Przychody Grupy Jeronimo Martins w krajowej walucie wzrosły z kolei o 28,3 proc., a sprzedaż LFL (wzrost sprzedaży, skorygowany o nowe lub zbywane biznesy) - 24,5 proc. Przychody w euro zatrzymały się w pierwszym kwartale na 4,8 mld, co jest lepszym wynikiem o 26 proc. rok do roku.
W kwartalnym raporcie spółki czytamy, że EBITDA (zysk operacyjny przed potrąceniem m.in. odsetek od zaciągniętych zobowiązań oprocentowanych i podatków) wyniosła z kolei 390 mln euro, co oznacza wzrost o 22,7 proc.
Dalsza część artykułu pod materiałem wideo
Nowe sklepy Biedronki w Polsce w 2023 r.
Co ciekawe, lepsze wyniki finansowe udało się właścicielowi m.in.

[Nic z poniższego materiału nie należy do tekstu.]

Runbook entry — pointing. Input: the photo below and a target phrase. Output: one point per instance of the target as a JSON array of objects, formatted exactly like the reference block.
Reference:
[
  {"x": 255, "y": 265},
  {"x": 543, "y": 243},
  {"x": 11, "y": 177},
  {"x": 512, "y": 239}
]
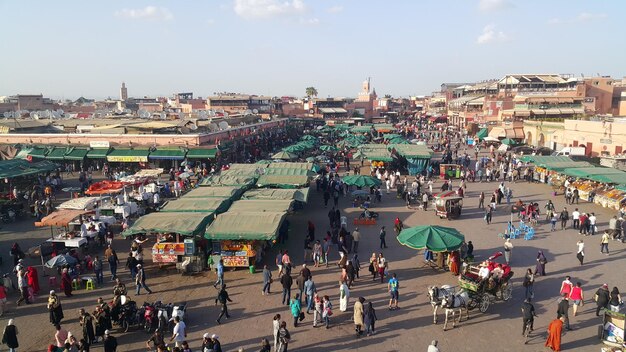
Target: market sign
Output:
[
  {"x": 168, "y": 248},
  {"x": 127, "y": 158}
]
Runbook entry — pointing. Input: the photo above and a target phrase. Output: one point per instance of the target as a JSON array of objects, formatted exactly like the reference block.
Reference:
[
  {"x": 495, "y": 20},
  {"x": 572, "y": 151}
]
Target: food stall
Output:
[
  {"x": 178, "y": 235},
  {"x": 613, "y": 326},
  {"x": 239, "y": 238}
]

Biedronki osiągnąć przy obniżeniu marży do 8,1 proc.
- Pozostajemy zobowiązani do bycia siłą antyinflacyjną poprzez absorpcję część presji wywieranej na konsumentów przez wzrost cen. Jednocześnie będziemy pracować nad realizacją naszej długoterminowej wizji do realizacji naszego programu inwestycyjnego - komentuje Pedro Soares Dos Santos, prezes Grupy Jeronimo Martins, cytowany przez Wiadomoscihandlowe.pl.
Biedronka otworzyła w pierwszym kwartale 17 sklepów i przebudowała 76 lokalizacji w Polsce. Na koniec marca miała 3404 sklepy w kraju. Sieć planuje w 2023 r. otworzyć 130-150 kolejnych punktów, a także zmodernizować 350.